Cette recension a été publiée dans le numéro de printemps 2022 de Politique étrangère (n° 1/2022). Bertrand Boyer propose une analyse de l’ouvrage de John Arquilla, Bitskrieg: The New Challenge of Cyberwarfare (Polity Press, 2021, 240 pages).

Plus de trente ans après son article « Cyberwar is coming », coécrit avec David Ronfeldt, John Arquilla prolonge son étude de la conflictualité à l’ère numérique en appelant à un véritable changement d’approche. Soulignant les limites de la conception d’une défense statique de type « ligne Maginot », il poursuit la métaphore historique en posant le concept de « bitskrieg ». John Arquilla est un auteur reconnu sur les questions de cyberdéfense et sa proximité avec les sphères du pouvoir aux États-Unis depuis plus de trente ans en fait un témoin précieux pour appréhender les approches stratégiques développées outre-Atlantique.

Il propose ici un travail qui oscille entre ses premiers constats des années 1990 et la situation actuelle. L’auteur porte un regard parfois critique sur ses propres approches et les conseils qu’il a pu donner au plus haut niveau de l’appareil sécuritaire américain, depuis la première guerre du Golfe en 1991. Prenant en compte les dangers et opportunités de la révolution de l’information, Bitskrieg cherche à dépasser la notion de « cyberguerre ». Véritable fil rouge de l’ouvrage, cet aspect est illustré par des retours d’expérience et exemples qui ont ponctué les dernières décennies.

Constatant la lente émergence d’une « cyberguerre » destructrice et mortifère, l’auteur présente au long des cinq chapitres les récentes évolutions en matière de conflictualité et souligne en particulier l’arrivée de ce qu’il appelle la « Cool War ». S’il a fallu 138 années entre l’apparition du premier sous-marin et son intégration complète dans la palette stratégique, la « Cool War » s’est imposée en moins de dix ans. Cette forme d’affrontement fait aussi bien la part belle aux attaques informatiques conduites par des cybercriminels qui font peser un risque croissant sur les économies connectées, qu’au vol de données à caractère personnel, comme celui ayant touché le personnel de l’administration fédérale en 2015. Cette guerre « cool », dont les principaux acteurs ne sont pas nécessairement en uniforme, illustre la lenteur avec laquelle la cyberguerre se matérialise.

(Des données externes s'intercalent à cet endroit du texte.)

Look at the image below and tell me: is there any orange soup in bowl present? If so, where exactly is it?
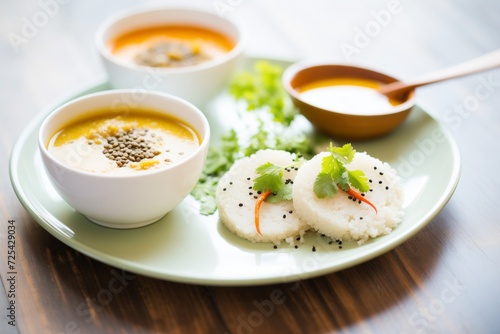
[109,25,235,67]
[47,109,200,175]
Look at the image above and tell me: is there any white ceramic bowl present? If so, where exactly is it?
[96,8,244,106]
[38,90,210,228]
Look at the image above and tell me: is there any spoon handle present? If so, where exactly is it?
[379,50,500,97]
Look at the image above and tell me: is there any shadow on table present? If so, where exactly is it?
[21,201,453,333]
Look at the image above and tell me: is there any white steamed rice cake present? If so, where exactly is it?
[216,150,309,244]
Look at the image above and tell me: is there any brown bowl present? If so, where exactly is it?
[283,62,415,140]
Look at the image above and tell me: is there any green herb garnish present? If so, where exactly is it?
[229,61,297,125]
[313,143,377,212]
[191,61,317,215]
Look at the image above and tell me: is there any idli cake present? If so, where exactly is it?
[292,151,403,244]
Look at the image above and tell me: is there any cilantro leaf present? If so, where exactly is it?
[329,143,356,164]
[347,170,370,192]
[229,61,297,125]
[266,183,292,203]
[313,143,370,198]
[313,173,337,198]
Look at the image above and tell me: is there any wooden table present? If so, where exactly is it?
[0,0,500,333]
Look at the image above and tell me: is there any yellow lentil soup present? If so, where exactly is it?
[47,109,201,175]
[109,25,235,67]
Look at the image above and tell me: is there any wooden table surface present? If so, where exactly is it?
[0,0,500,333]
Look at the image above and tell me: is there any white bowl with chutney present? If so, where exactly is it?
[38,90,210,229]
[96,8,244,106]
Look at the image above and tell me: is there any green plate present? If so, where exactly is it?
[10,59,460,286]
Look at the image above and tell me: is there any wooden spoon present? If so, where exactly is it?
[378,50,500,98]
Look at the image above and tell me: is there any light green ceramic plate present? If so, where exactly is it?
[10,59,460,285]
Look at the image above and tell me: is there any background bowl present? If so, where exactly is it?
[283,61,415,140]
[38,90,210,228]
[96,8,244,107]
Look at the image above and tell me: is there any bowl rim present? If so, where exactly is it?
[37,89,211,179]
[94,5,246,74]
[282,60,416,117]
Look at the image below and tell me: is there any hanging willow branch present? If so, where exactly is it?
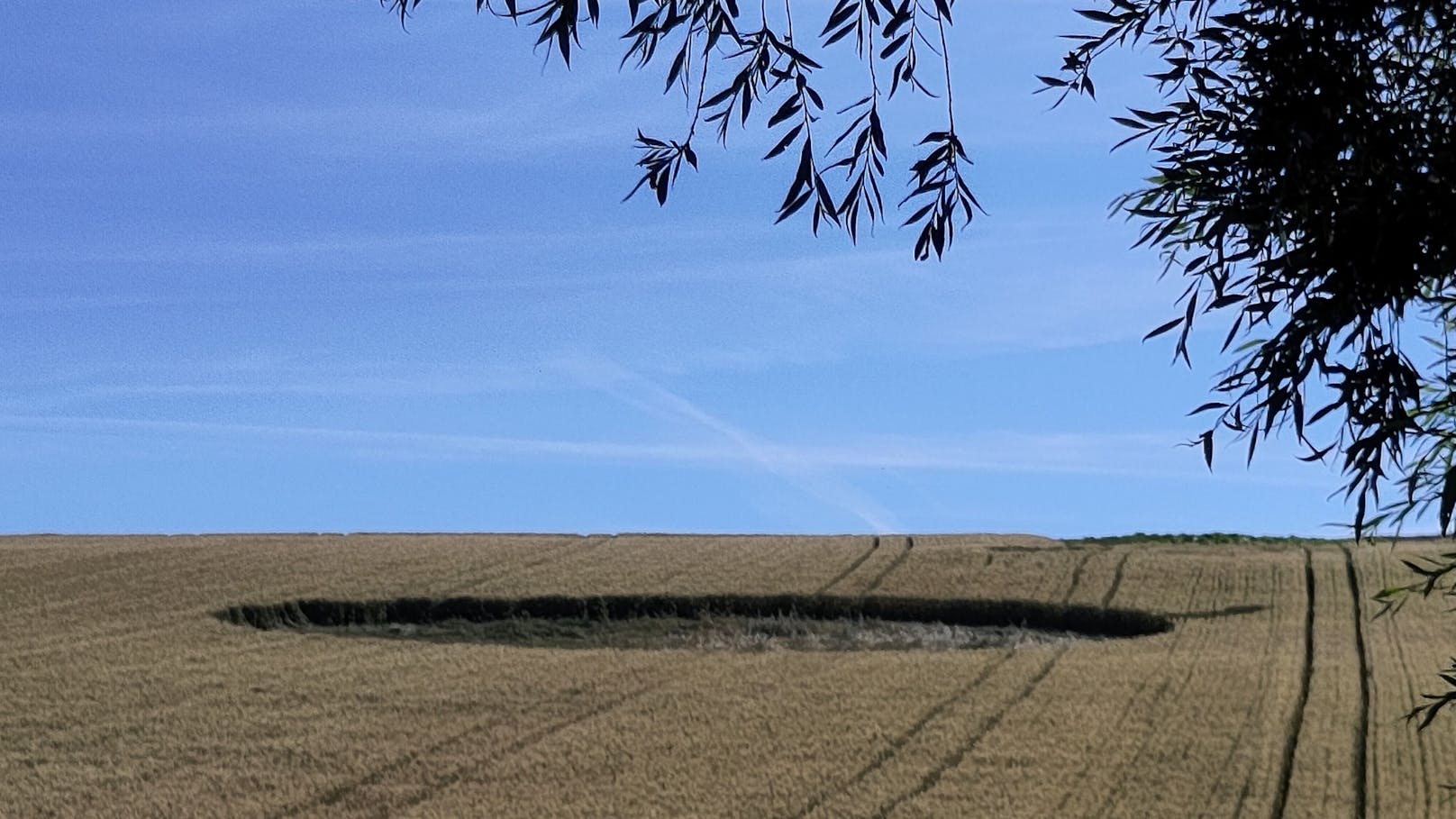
[380,0,980,259]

En effet, alors même que la crainte d’un « cyber Pearl Harbour » est communément évoquée depuis de nombreuses années, l’auteur s’interroge sur la faible incarnation dans les opérations militaires des actions cyber offensives. Son expérience personnelle lui permet de mettre en lumière les difficultés d’intégration de ces actions par l’appareil militaire, par nature conservateur.

Même si la bataille numérique semble présenter un nouveau visage, l’auteur s’attache à démontrer que la cyberguerre n’est en fait qu’un sous-domaine de la guerre de l’information et de la guerre en réseau. Cet aspect est selon lui toujours mal appréhendé par les appareils politiques et militaires. Enfin, l’auteur consacre un chapitre à la question du contrôle des armes dans le cyberespace et à la difficulté de mettre en œuvre un mécanisme reposant sur autre chose qu’une politique déclaratoire.

John Arquilla appelle ainsi à repenser la cybersécurité à l’aune des évolutions techniques et stratégiques. Il présente les nombreux défis qu’implique une nouvelle approche de la cyberdéfense, plus dynamique et reposant davantage sur la traque de l’adversaire. Très accessible, Bitskrieg synthétise sans concession deux décennies d’approches conceptuelles de la cyberguerre et alimente la réflexion sur l’urgence de la prise en compte du fait numérique pour prévenir le prochain choc.